The Math You’ve Been Writing About

An Open Letter to Tim Ingham

Dear Mr. Ingham,

You’ve spent a decade documenting who gets paid in music — and who doesn’t. The streaming economics. The label margins. The songwriter royalties that come out to fractions of pennies. You’ve shown the numbers, over and over, and the numbers are damning.

I’ve read your work. I built something based on it.

The Problem You’ve Quantified

In your Rolling Stone columns and at Music Business Worldwide, you’ve tracked exactly how revenue flows through the music industry: what percentage goes to labels, what goes to publishers, what goes to PROs, what gets lost in “administrative fees,” and what finally trickles down to the people who actually made the music.

Your reporting has shown that the system isn’t broken — it’s working exactly as designed. It’s designed to extract value from creators and concentrate it elsewhere.

I took that analysis seriously. And I asked: what would a system look like if it were designed the other way?

What We Built

Liana Banyan is a platform cooperative with a music licensing initiative built on transparent economics:

Cost + 20%. That’s the platform margin. Fixed. Published. Non-negotiable.

Everything else goes to the creators. No hidden fees. No “recoupment” games. No intermediaries taking cuts before artists see a dime.

Here’s how it works:

  • Artists set their own licensing rates
  • Splits are coded at the point of upload — collaborators, producers, songwriters all get paid automatically
  • Every transaction is recorded on-chain, independently verifiable
  • Ownership never transfers. Licensing a song doesn’t mean losing it.

We’ve already processed our first transaction: Bruck’lyn’s “Moonshot” for our launch video. They kept 83%+ of the payment. The license terms are on the blockchain. Anyone can verify it.

Why I’m Writing You

Not for coverage. Not yet.

I want you to tear this apart.

You understand the economics of music better than almost anyone writing about it.

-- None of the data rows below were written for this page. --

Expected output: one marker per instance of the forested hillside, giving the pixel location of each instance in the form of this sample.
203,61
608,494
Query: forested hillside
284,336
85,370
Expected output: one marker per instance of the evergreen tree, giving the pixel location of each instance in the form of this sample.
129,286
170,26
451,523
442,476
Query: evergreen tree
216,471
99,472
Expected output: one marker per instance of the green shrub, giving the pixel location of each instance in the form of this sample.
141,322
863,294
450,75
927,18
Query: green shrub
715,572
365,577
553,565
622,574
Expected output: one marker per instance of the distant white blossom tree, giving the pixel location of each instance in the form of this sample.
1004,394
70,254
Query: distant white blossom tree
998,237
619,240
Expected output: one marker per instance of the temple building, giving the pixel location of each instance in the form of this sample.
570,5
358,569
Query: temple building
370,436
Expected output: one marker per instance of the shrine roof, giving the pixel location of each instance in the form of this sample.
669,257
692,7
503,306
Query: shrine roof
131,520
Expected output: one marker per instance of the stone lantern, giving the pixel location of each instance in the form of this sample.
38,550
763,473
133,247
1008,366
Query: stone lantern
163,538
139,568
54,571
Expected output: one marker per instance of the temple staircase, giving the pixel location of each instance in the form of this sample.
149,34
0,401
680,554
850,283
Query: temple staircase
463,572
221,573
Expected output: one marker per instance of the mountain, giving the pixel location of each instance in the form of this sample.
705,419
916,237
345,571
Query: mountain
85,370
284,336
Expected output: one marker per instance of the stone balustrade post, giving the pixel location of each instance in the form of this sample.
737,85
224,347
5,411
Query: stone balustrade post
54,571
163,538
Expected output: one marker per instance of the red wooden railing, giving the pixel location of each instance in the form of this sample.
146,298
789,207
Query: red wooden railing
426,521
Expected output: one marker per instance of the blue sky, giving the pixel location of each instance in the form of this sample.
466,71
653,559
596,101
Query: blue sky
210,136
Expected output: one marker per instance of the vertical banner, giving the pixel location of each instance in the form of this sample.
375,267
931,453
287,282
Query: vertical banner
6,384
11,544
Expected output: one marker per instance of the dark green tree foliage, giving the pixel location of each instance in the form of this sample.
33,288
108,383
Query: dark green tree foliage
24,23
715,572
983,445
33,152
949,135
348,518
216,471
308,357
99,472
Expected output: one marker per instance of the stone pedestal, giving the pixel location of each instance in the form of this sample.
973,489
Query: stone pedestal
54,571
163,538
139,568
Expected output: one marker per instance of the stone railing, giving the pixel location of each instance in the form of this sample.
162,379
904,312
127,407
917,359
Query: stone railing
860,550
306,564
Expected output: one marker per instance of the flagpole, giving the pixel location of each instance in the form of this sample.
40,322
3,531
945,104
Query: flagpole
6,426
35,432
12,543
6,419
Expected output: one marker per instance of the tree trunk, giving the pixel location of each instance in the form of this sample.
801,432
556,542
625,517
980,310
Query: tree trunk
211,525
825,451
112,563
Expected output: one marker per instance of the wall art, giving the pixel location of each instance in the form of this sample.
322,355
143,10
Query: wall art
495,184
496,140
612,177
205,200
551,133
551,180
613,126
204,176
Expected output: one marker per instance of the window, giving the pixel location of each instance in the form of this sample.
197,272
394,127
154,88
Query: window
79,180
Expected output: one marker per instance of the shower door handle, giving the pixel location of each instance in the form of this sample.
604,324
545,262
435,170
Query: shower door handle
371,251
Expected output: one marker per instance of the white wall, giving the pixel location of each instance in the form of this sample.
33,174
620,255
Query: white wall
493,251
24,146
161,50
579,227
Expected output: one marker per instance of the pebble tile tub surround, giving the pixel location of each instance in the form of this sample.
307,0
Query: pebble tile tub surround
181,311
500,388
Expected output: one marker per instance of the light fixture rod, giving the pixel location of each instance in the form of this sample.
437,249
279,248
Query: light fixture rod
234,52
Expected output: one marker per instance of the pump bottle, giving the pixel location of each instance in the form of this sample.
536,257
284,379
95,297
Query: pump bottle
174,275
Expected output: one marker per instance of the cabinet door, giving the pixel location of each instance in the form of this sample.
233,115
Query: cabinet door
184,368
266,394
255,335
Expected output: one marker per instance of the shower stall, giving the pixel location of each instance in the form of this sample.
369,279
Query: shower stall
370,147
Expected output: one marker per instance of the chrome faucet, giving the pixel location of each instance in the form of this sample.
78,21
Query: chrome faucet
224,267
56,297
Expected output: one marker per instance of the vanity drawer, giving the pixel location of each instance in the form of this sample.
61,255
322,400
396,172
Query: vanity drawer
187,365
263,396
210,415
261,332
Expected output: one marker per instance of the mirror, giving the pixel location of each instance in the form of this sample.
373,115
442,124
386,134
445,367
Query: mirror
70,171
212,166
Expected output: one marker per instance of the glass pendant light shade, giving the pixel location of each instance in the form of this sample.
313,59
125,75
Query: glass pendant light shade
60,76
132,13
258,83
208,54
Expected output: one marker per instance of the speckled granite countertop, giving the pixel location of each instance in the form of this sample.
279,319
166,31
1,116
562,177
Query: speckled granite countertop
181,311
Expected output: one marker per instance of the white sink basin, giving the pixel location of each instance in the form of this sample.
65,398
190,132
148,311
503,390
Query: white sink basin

You know where the money actually goes, where artists get screwed, and what the industry would say to dismiss something like this.

I want to know what I’m missing. Where does this model fail? What am I not seeing that you’ve seen a hundred times?

If the math holds up, I’d welcome your scrutiny in public. If it doesn’t, I’d rather know now.

The Specific Ask

  1. Review the economics. Full breakdown at Cephas.LianaBanyan.org
  2. Tell me what breaks. Industry dynamics, regulatory issues, adoption barriers — where does this fall apart?
  3. If it survives your analysis — consider whether it’s worth writing about.

The music industry has been moving pennies around a plate for years. You wrote that. I’m proposing a different plate.


Jonathan Jones Founding Manager, Liana Banyan Corporation November 2025

P.S. — You once wrote that the streaming royalty debate “misses the point.” I think I found the point. I’d like to know if you agree.